The purpose of a comparative essay is to fully explore one or more topics from every possible angle to identify similarities or differences between topics. The writer is not called upon to support any one idea over another but simply to provide a logical assessment of the facts and present statements based on the evidence provided. Here is a quick guide to the structure of a comparative essay:
In this first paragraph you outline your purpose and introduce the reader to your situation. Give a slight explanation of each topic you plan to explore as well as the methods used to collect information. You can end this first paragraph with a small introduction into the second paragraph by touching on the next topic of discussion.
In the main body of your essay you must present each side of your study and the information associated which each one. Be thorough in both your collection and presentation of information and do so in an objective manner. You must also explain the methods used to collect your data and give reason for selecting your chosen methods over the rejected ones.
Now that you have presented your data to the reader, proceed to analyze these data points. Give detailed explanation of the possible implications of each point, using examples wherever possible, to further develop your ideas. Again, it is necessary to be objective, you are not required to be persuasive in a comparative essay.
After analyzing the data, it should be a simple task identifying the similarities and differences between items. In this second to last section of your paper, show the reader how everything mentioned relates to your initial statement or question.
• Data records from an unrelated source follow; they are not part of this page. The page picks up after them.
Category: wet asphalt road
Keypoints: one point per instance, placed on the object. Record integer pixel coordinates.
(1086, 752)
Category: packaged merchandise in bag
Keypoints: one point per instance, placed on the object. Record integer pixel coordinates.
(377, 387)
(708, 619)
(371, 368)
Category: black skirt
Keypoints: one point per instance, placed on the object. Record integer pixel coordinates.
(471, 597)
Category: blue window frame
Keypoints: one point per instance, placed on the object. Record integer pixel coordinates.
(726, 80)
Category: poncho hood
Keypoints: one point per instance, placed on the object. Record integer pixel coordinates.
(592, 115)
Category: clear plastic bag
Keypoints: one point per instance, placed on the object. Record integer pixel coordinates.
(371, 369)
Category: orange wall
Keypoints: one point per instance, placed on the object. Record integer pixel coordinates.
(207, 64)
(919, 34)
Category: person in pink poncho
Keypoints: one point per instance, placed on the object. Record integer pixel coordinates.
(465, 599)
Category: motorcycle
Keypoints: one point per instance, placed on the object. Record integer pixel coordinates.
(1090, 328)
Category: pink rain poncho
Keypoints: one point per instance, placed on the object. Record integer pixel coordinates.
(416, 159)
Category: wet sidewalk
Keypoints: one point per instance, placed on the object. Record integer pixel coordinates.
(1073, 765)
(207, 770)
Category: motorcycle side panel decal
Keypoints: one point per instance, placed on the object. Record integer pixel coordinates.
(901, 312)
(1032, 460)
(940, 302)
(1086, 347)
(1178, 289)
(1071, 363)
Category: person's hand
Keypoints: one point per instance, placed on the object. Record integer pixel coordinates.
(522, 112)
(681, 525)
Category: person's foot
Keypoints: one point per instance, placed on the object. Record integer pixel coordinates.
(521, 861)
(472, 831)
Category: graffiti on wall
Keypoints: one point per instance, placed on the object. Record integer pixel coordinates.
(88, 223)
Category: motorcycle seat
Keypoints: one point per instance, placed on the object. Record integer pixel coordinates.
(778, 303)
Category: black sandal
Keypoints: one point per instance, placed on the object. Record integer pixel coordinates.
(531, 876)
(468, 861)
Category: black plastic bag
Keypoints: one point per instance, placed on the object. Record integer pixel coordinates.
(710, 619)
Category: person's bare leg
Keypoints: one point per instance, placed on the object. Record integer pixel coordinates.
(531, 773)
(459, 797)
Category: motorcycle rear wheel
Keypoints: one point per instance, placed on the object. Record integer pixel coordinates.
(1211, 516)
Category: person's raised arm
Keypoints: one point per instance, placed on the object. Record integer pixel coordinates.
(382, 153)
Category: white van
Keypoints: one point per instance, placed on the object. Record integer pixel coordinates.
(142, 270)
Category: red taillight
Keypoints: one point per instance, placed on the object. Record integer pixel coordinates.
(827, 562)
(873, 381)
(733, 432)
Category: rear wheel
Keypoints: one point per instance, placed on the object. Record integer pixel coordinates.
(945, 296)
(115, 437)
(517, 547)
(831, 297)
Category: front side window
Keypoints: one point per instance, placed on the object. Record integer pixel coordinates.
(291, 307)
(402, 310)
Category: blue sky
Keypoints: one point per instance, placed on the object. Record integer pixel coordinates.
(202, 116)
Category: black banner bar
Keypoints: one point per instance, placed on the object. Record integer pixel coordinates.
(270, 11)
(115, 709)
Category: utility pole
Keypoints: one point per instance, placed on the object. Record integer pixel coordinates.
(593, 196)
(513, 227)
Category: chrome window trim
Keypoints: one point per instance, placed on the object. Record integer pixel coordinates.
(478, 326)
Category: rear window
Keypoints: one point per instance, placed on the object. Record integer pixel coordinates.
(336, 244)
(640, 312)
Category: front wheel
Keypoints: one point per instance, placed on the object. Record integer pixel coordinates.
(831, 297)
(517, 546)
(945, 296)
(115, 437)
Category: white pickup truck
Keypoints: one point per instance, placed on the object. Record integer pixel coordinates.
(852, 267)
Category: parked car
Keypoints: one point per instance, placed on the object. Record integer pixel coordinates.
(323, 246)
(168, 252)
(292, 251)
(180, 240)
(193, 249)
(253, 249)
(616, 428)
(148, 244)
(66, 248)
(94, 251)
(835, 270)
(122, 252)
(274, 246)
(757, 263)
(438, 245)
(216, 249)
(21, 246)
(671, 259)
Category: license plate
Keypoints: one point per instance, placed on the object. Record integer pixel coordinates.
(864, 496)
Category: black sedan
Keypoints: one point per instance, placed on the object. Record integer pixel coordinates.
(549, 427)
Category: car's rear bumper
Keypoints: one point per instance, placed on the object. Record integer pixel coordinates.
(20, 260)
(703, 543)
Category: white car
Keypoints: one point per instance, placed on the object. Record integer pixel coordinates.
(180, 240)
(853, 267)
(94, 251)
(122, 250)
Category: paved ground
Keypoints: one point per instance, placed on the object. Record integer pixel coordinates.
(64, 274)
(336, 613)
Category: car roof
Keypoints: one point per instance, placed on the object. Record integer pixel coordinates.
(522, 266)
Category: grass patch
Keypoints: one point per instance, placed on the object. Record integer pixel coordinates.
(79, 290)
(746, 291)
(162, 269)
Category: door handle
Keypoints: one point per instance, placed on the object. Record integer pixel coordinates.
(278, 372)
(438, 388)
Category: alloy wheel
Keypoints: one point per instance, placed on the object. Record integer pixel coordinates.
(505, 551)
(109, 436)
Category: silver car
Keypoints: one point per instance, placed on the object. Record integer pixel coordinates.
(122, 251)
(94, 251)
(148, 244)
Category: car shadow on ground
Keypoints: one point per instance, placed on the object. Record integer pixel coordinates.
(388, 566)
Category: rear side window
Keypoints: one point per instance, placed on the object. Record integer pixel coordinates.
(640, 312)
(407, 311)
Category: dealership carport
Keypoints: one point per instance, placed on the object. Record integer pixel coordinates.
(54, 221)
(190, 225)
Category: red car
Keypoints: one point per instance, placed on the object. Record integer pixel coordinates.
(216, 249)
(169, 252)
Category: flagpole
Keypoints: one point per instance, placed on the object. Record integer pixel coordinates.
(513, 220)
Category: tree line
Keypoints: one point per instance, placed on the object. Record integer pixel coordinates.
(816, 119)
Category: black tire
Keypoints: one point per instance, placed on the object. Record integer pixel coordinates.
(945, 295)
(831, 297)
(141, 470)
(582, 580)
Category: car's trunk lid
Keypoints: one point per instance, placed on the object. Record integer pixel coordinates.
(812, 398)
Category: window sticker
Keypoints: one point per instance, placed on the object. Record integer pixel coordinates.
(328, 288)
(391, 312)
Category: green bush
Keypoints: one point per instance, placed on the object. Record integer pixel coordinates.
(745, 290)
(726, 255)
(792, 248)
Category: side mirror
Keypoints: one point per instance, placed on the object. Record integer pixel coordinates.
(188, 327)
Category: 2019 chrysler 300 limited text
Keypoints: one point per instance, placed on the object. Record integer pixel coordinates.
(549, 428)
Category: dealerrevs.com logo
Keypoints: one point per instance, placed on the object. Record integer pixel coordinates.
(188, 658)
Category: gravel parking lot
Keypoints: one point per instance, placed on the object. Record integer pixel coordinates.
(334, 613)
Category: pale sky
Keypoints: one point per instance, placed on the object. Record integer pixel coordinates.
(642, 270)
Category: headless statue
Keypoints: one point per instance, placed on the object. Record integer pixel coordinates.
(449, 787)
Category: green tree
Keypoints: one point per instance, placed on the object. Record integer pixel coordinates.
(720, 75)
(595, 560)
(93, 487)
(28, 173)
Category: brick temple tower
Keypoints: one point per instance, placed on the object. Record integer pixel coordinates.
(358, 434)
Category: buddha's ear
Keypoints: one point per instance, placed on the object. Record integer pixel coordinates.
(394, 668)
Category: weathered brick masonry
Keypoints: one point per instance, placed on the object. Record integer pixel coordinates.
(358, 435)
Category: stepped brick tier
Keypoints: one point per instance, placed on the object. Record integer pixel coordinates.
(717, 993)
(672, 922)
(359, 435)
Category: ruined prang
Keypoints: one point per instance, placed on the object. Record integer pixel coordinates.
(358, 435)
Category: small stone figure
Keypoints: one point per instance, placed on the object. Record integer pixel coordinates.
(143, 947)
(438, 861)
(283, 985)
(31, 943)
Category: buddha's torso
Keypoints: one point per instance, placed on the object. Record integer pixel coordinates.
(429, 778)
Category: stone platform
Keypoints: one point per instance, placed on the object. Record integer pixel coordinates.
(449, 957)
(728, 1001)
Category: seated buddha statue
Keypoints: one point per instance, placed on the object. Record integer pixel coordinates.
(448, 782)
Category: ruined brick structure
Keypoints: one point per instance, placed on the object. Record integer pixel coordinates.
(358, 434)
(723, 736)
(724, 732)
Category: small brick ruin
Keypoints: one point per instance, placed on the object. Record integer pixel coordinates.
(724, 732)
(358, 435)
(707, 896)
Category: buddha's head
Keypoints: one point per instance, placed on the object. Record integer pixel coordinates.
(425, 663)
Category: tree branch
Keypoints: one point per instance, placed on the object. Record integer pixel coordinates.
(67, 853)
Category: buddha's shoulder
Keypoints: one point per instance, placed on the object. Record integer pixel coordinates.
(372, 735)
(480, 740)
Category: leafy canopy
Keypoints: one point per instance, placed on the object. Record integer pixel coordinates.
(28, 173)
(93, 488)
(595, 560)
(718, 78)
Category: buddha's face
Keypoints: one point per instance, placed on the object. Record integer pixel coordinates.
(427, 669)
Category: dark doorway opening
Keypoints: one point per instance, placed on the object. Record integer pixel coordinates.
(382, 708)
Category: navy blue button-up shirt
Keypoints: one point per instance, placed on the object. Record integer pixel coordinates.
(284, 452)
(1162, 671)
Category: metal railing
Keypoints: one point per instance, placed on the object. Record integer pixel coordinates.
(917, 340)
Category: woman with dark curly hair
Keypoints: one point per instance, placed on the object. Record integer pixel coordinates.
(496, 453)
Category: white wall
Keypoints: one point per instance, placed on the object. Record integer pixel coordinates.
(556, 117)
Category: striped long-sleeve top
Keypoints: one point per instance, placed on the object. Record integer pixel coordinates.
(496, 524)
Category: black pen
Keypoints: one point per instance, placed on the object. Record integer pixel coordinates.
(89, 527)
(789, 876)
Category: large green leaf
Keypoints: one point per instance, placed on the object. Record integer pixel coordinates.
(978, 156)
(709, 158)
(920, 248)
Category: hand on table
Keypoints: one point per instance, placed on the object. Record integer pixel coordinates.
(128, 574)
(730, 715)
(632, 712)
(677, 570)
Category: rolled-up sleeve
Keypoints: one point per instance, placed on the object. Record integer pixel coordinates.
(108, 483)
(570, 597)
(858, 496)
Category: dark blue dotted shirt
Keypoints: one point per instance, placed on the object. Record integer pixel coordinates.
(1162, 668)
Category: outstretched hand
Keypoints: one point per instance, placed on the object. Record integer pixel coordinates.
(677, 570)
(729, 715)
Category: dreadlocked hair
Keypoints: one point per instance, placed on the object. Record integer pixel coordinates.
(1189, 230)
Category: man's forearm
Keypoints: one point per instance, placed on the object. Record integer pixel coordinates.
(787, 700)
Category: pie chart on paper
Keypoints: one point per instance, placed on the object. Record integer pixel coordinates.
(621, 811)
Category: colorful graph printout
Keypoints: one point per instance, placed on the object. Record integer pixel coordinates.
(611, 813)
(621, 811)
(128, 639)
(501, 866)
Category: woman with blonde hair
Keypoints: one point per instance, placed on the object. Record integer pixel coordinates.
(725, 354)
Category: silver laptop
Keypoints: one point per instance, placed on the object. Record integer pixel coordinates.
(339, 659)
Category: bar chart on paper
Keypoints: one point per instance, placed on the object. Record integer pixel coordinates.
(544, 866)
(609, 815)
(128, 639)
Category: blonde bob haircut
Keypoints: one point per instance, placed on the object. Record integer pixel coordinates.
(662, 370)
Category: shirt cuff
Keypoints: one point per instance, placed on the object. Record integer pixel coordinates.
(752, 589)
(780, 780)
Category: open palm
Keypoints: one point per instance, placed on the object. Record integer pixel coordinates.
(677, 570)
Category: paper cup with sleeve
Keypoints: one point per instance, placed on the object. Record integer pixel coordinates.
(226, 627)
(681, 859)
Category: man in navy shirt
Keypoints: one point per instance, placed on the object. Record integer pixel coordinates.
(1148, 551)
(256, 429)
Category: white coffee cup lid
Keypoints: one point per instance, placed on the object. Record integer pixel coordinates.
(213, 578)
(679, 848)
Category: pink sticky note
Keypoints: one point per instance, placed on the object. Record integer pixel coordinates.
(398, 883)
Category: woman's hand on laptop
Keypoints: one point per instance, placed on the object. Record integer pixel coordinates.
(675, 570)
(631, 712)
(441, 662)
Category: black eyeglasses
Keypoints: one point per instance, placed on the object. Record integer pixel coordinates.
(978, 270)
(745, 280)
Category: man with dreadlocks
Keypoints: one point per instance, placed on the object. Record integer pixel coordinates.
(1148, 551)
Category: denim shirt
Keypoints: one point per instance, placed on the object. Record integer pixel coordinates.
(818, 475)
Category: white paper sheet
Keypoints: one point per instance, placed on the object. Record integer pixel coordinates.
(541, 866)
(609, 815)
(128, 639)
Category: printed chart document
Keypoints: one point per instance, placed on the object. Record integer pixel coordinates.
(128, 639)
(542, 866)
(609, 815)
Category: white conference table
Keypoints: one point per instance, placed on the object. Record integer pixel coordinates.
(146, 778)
Be very clear when stating your interpretations of the data, objectivity is key to a good paper. Any person reading your paper should be able to follow your logic.
This is the final paragraph of your essay and in this section you must make a statement of conclusion. This may simply be a repeat of the introductory statement or it can be entirely original, derived from the analyzed data. Your conclusion must be short and to the point. The conclusion is usually a statement of declaration, declaring a truth fully supported by evidence. Be sure to formulate your conclusion based only on evidence presented in your essay to ensure it leaves the reader with a sense of completion after having read your work.